ServiceControl provides many capabilities such as endpoint monitoring, advanced debugging, and failed message management. These capabilities can be extended by adding optional plugins into the endpoints being monitored. Each capability and plugin provides valuable information, but they have certain resource and performance costs.
Hardware, peak and average message throughput, and number of endpoints in the system all have an impact on the performance of ServiceControl. These factors can vary greatly between environments. Capabilities and plugins that provide value in one environment may have a negative impact if included in another environment. For example, the Saga Audit plugin provides additional information to support a development environment where message load is low. In a production environment, where there are many more saga instances to audit, the increased overhead is magnified and can have a significant performance impact.
Each capability and plugin should be considered carefully for each environment to determine if the value that it provides in that environment outweighs the costs that it imposes.
Here are some considerations when installing and deploying ServiceControl for better performance.
Hardware & installation considerations:
Read the general hardware recommendations for more details.
- Read the capacity planning and troubleshooting guides for ServiceControl.
- Each environment should have a dedicated ServiceControl instance.
- Other applications or NServiceBus endpoints running on the same server as ServiceControl can compete for hardware resources and therefore negatively impact ServiceControl's performance. For optimal performance, run ServiceControl on a dedicated server.

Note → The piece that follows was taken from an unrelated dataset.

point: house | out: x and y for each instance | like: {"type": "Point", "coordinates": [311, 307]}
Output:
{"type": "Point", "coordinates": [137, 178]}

Message throughput considerations
Depending on the number of endpoints and message volume, audit messages can have a significant impact on performance. Turn off message auditing if it is not needed. The primary reason for the audit ingestion capability of ServiceControl is to support system analysis with ServiceInsight. If ServiceInsight is not in use, turn off messaging auditing for each endpoint. Message auditing may be important for some endpoints but not others.
Turn off audit forwarding if it is not needed. ServiceControl sends a copy of each audited message to a configured audit forwarding queue. If these messages are not being used, turn this feature off.
Plugins are installed in an endpoint and send data to ServiceControl. This communication uses messaging over the configured transport of the endpoint. Each instance of a plugin adds more messages to the ServiceControl queue which can delay the processing of each message and make ServiceControl less responsive.
Not all endpoints are mission critical and need to be monitored with heartbeats using the same SLA. For endpoints that are less critical, adjust the heartbeat interval. Increasing the interval ensures that ServiceControl is able to process heartbeats in a timely manner. Increasing the heartbeat interval for endpoints requires a corresponding increase in the heartbeat grace period in ServiceControl.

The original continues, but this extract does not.